Sunday, Dec. 20, 2015
Christ Lutheran Church – Manchester, PA
We’re almost there. Our advent journey is almost over. In just a few more days we will celebrate the birth of our Savior Jesus Christ. But hold on….it’s still a few more days away. Our Advent journey is not over and that means we have to wait just a little longer. For many people that’s good news because there are still so many preparations to be made before the big celebration. People are still busy shopping – or just beginning their shopping. There’s packages to wrap, food to prepare, houses to clean, and the anxiety is beginning to increase with each day, and for those who are grieving any kind of loss the closer to Christmas, the anxieties are heightened even more. We’re racing faster and faster and forgetting that Advent is about slowing down and savoring the journey. We’ve forgotten over the years that there are twelve days of Christmas, which don’t begin prior to December 25th, but start on the 25th and end on Jan. 6th, the day of Epiphany. In some countries like Italy, children don’t receive their presents until Epiphany when the wise men brought the gifts to the baby Jesus.
But most of us don’t want to wait for presents or anything else. We drive fast, and talk fast. We’ve got fast food, and fast internet. We want our prayers answered right away and many want our worship services to be as short as possible. People are just too busy to “stop and smell the roses” and therefore Advent is a season that is hard for people to grasp. We’re all so used to living in the future, or the past, that we can’t appreciate the present for the gift that it is, until something so unexpected and profound happens that bam….it turns our world upside down.
And that’s exactly what happened to Mary and Elizabeth in our story from Luke’s gospel today. Mary receives unbelievable news from the angel that she is going to be the mother of God’s son! Elizabeth can’t believe that Mary went to visit her and share the great news! The baby inside Elizabeth jumped for joy! And Mary sings a beautiful, yet powerful song in the midst of all this! Yes, that’s what I said. In the midst of all this unbelievable news that two insignificant women received, Mary sings. She sings about how wonderful God is not only to her, but to everyone for all generations to come. She sings about how God is going to turn everything upside down. She sings about how God is going to finally help all those lowly and marginalized people and raise them up.

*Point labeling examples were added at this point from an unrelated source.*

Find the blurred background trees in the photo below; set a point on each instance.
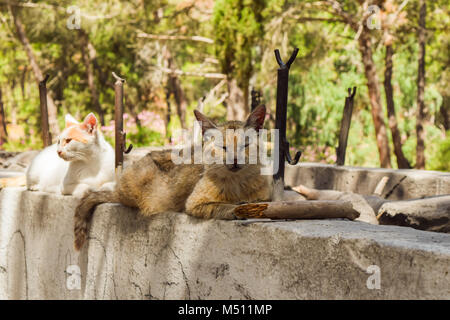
(172, 53)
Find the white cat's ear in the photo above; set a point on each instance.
(70, 121)
(205, 122)
(256, 119)
(90, 123)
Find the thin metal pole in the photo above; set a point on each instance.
(46, 135)
(118, 118)
(345, 127)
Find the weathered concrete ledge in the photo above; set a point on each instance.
(402, 184)
(175, 256)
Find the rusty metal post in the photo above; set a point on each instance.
(119, 134)
(256, 98)
(281, 145)
(46, 135)
(345, 127)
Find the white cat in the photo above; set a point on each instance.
(81, 160)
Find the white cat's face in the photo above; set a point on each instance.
(77, 139)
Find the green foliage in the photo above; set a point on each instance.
(245, 34)
(238, 26)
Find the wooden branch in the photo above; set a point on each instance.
(193, 74)
(46, 136)
(142, 34)
(315, 209)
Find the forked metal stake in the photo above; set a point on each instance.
(281, 144)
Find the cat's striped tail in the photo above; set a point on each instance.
(84, 211)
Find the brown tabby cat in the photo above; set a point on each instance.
(155, 184)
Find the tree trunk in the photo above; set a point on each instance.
(3, 132)
(402, 162)
(89, 55)
(365, 47)
(237, 101)
(52, 110)
(420, 115)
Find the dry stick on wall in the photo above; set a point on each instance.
(315, 209)
(120, 136)
(345, 127)
(46, 136)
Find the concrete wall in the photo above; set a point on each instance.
(175, 256)
(407, 184)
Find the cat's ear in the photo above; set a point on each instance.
(90, 123)
(205, 122)
(70, 121)
(256, 119)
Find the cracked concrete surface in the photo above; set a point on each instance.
(175, 256)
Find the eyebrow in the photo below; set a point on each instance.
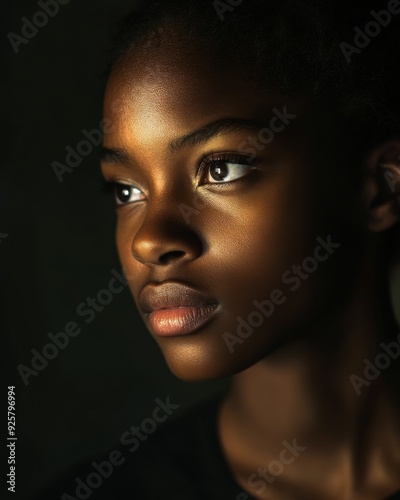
(197, 137)
(204, 134)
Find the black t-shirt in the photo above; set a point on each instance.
(182, 460)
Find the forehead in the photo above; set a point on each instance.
(171, 90)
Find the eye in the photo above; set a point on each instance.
(220, 170)
(124, 194)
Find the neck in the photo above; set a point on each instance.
(319, 392)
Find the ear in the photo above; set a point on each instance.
(382, 187)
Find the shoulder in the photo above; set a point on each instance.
(179, 460)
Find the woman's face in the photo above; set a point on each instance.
(222, 226)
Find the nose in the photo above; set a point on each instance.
(165, 238)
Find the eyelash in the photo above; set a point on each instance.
(109, 187)
(233, 158)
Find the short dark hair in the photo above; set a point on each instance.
(295, 46)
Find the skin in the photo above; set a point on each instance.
(292, 372)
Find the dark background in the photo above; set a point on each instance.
(60, 250)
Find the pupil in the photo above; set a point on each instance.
(123, 193)
(219, 171)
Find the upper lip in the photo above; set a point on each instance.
(170, 294)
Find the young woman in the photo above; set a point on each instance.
(253, 151)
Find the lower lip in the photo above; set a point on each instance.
(181, 320)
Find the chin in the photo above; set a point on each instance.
(196, 361)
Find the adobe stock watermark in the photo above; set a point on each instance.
(371, 30)
(222, 7)
(373, 369)
(132, 438)
(294, 277)
(87, 309)
(253, 145)
(84, 148)
(30, 28)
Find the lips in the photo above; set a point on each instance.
(171, 308)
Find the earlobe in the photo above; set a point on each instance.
(382, 187)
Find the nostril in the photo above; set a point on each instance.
(167, 257)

She sings about how God is going to save everyone according to the promises God made generations ago. In the midst of all the chaos, and uncertainty, and unbelievable news, Mary sings. That’s not the first thing most of us would do when we get unbelievable news is it?
Yet Mary shows us what it means to be a faithful disciple. We’ve all received unbelievable news. Sometimes it’s great news and we do feel like singing. Other times it’s devastating news and singing is the last thing we want to do. But Rev. David Lose, president of the Lutheran Theological Seminary at Philadelphia, says that singing is an act of resistance and that’s not the way we usually think of singing. He points out how slaves to worship God but also as an act of protest to those who enslaved them. He tells the story about the protesters in Leipzig who gathered together every Monday evening by candlelight around St. Nikolai church – the church where Bach composed so many of his cantatas – to pray and sing for the Berlin Wall to finally come down. Over two months their numbers grew from a little more than a thousand people to more than three hundred thousand, over half the citizens of the city, singing songs of hope and protest and justice, until their song shook the powers of their nation and changed the world. (Later, when someone asked one of the officers of the Stasi, the East German secret police, why they did not crush this protest like they had so many others, the officer replied, “We had no contingency plan for song.”!)”
Singing is more than just a way to express emotions. It’s more than just melodies and harmonies. Singing is a powerful force that can change people’s hearts and change the world. Singing is a brave and courage act and one that is more powerful than the violence that we hear and see going on around us. And you don’t have to think you sing good in order to sing. So today my sermon is a shorter one to give us time to worship God with our voice – to stand up against the darkness and bravely sing as an act of resistance. I’m going to ask you to get your blue hymnals and turn to song 781 – My Life Flows On in Endless Song – and sing it with me. As you do listen to the words. It’s been said that singing is praying twice. As the season of Advent draws to its close and we prepare to celebrate the birth of Jesus and we await his second coming, keep on singing. No matter what circumstance you find yourself in, keep on singing, because God’s promises are true. Keep on singing because God loves us and will never leave us. And that’s news worth singing about! Amen!